Do outro lado, há outros tipos de produtos. Krzysztof Bumbul, 35 anos, trouxe ajuda de Varsóvia. Ele e dois amigos deixaram a capital polonesa na manhã deste sábado (26) em três veículos carregados com garrafas de água mineral e caixas de sanduíches.
Quem chega do inferno ucraniano segue quase um ritual. Com um passo, vence a cancela que indica que a fronteira foi superada. Então, larga por um instante a mala, verifica se o celular tem sinal e busca identificar na multidão em frente ao portão algum olhar conhecido. Em geral, não encontra.

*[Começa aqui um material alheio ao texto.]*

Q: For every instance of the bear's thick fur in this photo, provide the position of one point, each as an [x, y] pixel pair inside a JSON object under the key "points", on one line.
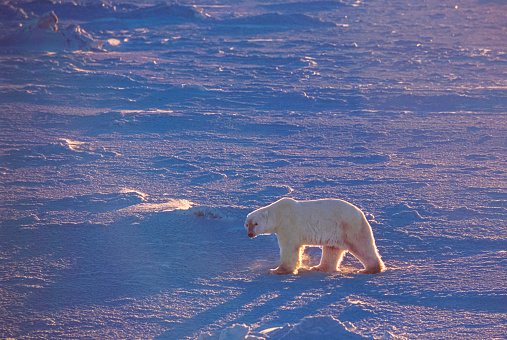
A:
{"points": [[336, 225]]}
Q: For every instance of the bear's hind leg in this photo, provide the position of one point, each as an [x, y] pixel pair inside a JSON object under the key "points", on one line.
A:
{"points": [[369, 258], [330, 261]]}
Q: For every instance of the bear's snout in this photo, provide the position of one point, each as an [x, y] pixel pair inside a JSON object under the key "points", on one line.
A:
{"points": [[250, 226]]}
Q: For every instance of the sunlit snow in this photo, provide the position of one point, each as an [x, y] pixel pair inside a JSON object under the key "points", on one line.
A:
{"points": [[135, 137]]}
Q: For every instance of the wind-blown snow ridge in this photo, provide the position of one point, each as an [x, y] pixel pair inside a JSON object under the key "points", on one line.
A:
{"points": [[135, 137]]}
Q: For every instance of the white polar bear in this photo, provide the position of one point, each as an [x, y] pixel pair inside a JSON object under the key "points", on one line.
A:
{"points": [[334, 224]]}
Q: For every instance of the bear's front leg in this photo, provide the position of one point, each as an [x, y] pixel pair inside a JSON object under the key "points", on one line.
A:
{"points": [[289, 261], [330, 261]]}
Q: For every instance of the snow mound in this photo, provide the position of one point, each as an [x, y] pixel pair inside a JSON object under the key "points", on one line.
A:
{"points": [[315, 328], [44, 34]]}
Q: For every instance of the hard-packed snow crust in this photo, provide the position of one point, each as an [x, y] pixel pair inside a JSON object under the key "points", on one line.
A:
{"points": [[135, 136]]}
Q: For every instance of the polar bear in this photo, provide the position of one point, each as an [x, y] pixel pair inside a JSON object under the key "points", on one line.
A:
{"points": [[336, 225]]}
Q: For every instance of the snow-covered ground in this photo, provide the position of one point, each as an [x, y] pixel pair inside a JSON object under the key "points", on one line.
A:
{"points": [[135, 137]]}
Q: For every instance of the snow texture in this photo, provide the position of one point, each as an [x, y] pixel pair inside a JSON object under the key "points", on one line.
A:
{"points": [[135, 136]]}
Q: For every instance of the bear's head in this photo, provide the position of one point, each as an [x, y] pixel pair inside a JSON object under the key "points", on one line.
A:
{"points": [[257, 223]]}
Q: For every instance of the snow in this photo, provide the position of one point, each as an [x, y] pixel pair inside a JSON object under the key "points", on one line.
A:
{"points": [[135, 137]]}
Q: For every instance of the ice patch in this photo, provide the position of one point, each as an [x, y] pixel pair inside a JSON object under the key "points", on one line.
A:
{"points": [[315, 328]]}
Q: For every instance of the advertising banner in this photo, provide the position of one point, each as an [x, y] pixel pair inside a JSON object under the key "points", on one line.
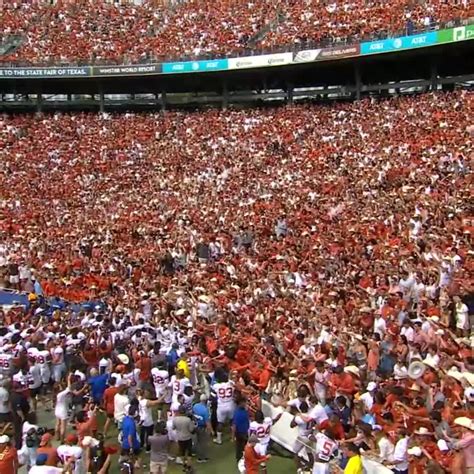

— Reservamos espaço nos carros porque pensamos inclusive em dar carona para alguém que precise — explicou.
Há muitas mulheres e crianças nas levas de refugiados que deixam a Ucrânia. Homens com entre 18 e 60 anos foram convocados a ficar no país e resistir. Quem escolhe fugir por Medyka, em geral, vive em Lviv, cidade no oeste da Ucrânia, que, embora não tenha sido completamente poupada pelas tropas russas, não vive, ainda, o inferno de Kiev. Acomodações temporárias estão sendo oferecidas às pessoas que chegam. A maioria não fica em Medyka, mas segue para outros lugares da Polônia depois de receber uma refeição quente em uma escola a um quilômetro do posto fronteiriço. Não é permitido acesso de jornalistas ao local. Um policial à frente do portão da entidade informou que havia cerca de cem pessoas no local.
GZH chegou à fronteira da Ucrânia no sábado às 18h06min (14h06min pelo horário de Brasília) após uma viagem de cinco horas a partir de Varsóvia.
Jogador gaúcho tenta chegar à Polônia
Enquanto a reportagem de GZH estava no posto fronteiriço, o jogador gaúcho Cristian Daniel Dal Bello Fagundes, 22 anos, que vive na Ucrânia, tentava alcançar a Polônia. Ele e outros cinco brasileiros saíram de Zaporizhzhya (no extremo oposto da Ucrânia), onde moravam, rumo a Lviv, de trem. Por volta das 6h deste sábado (26), conseguiram desembarcar na cidade. Natural de Passo Fundo, Cristian divulgou um vídeo em redes sociais no qual afirmou:
— A gente pegou um trem de emergência de Lviv, da nossa cidade, onde teve evacuação imediata. Conseguimos sair de lá, graças a Deus. Chegamos a Lviv e conseguimos pegar um motorista que andou cinco quilômetros em direção à divisa e não quis mais andar por causa de muitos carros. Tivemos de vir a pé. Estamos há umas sete horas caminhando, já andamos mais de 40 quilômetros. faltam mais ou menos umas três horas para chegarmos à divisa. está escuro e muito frio.
Em contato com a reportagem, às 23h30min locais, ele confirmou que ainda estava em território ucraniano.
— A gente conseguiu achar um posto aqui, tem umas coisas para comprar. Estamos dentro da Ucrânia ainda e temos uma hora e meia de caminhada.
Cristian está acompanhado de Guilherme Smith, natural de Juiz de Fora (MG), e Leovigildo Junior Reis Rodrigues, conhecido como Juninho, de Cataguases (MG), que segue para a fronteira com a esposa, Vitória, e filho, Benjamin.